According to veteran meteorologist Anthony Watts, almost all of the recent record-high temperature readings reported for the Los Angeles area were false, having been registered by weather stations “compromised by heat sources and heat sink.” The California-based Watts wrote on his blog Watts Up With That, “In my opinion, the data from these stations is worthless.”
Temperatures were scorching in recent days in the Los Angeles area, but artificial heat sources and heat sinks produce localized record temperatures at weather stations. Watts said that these conditions provided the added additional degrees to produce record highs. Experts recognize that cities are generally hotter than surrounding country, thus producing an urban heat island effect that stems from the large areas covered by pavement and the relative lack of vegetation.

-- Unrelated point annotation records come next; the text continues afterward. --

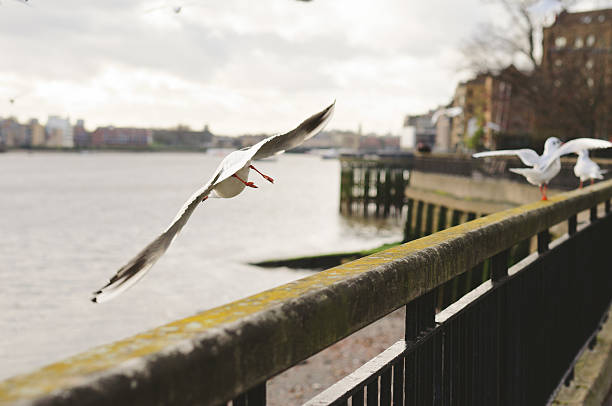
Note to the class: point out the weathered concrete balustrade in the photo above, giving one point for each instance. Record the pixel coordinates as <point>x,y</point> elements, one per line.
<point>510,341</point>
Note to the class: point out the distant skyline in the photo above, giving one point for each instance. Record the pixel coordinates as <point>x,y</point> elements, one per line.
<point>239,66</point>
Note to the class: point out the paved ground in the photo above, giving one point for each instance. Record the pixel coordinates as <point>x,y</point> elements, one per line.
<point>300,383</point>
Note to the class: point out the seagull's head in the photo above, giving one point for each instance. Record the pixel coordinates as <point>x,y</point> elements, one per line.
<point>552,144</point>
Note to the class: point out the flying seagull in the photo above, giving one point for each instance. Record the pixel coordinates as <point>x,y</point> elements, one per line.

On July 6, Los Angeles registered a record high of 108 degrees Fahrenheit in the downtown area. Watts noted that meteorologists moved the weather station from the campus of the University of Southern California (USC) to the top of a parking garage in 1999, arguing that it would not be as likely to register extreme swings. Watts wrote, “The ASOS type station used at USC is notorious for producing false record highs where there aren’t any. For example, Honolulu and Tucson.” Noting that the parking area was replete with vehicles, Watts wrote, “Look at all the service vehicles parked around it. One wonders recent record high that was claimed there is just another result of a vehicle being parked to close to it like the Ice Cream Truck debacle that denied a new all-time record high for Scotland a few days ago.”
The airports at Van Nuys and Burbank, as well as the University of California-Los Angeles (UCLA) registered record temperatures. Questioning their results, Watts wrote, “It’s another ASOS station snuggled between an industrial park, runway, road, and taxiway,” in reference to the Van Nuys Airport station, which recorded 117 degrees Fahrenheit on July 6. Watts wrote that the weather station at Burbank Airport is “virtually surrounded by asphalt runways, taxiways, and aircraft parking ramps.” This means, according to Watts, that the 400 degree jetwash from passing planes would contribute to the readings at the weather station. Vehicle exhaust and other non-natural factors, in addition to jet-wash, can artificially raise temperatures at airports as is also true in cities.
As for the record 111 degrees Fahrenheit recorded on July 6 by UCLA, Watts pointed out, “UCLA’s weather station is on the roof of the Math Sciences/Atmospheric Sciences building,” Watts wrote. “Why? there’s no place else to put it. There’s hardly a free and open space left.”
Some media outlets, such as the Washington Post, sought to attribute record readings in the U.S. and the U.K. to global warming.
Since 2013, California has enforced a costly so-called cap-and-trade program that is supposed to address fossil fuel emissions and their effect on the environment. In California, residents pay a premium on fuel, food, cement and other goods in order to finance the state's policy on climate change. This will continue until at least 2030, thanks to a landmark bill that extends cap-and-trade program for another 10 years after Gov. Jerry Brown (D) was able to push the bill through the Democrat-controlled Legislature in 2017.
Cap and trade is a market-based program that discourages industrial companies from emitting so-called greenhouse gases (carbon dioxide and carbon monoxide), but allows them flexibility in complying with California's climate change regulations. The complicated regulation has been criticized by both the left and right. Hundreds of firms, including food processors and cement maker, must obtain allowances to send carbon into the atmosphere. California provides most of the permits free of charge. Additional permits must be purchased from auctions held every three months by California Air Resources Board, or from other companies with permits to spare.
As of July 2017, emissions permits cost about $14 for every ton of carbon emitted. From 2012 to July 2017, California companies had spent around $5 billion combined at the state-run auctions. Cap and Trade added 11 cents a gallon to the price of gasoline in the state, and could add another 20 cents by 2030.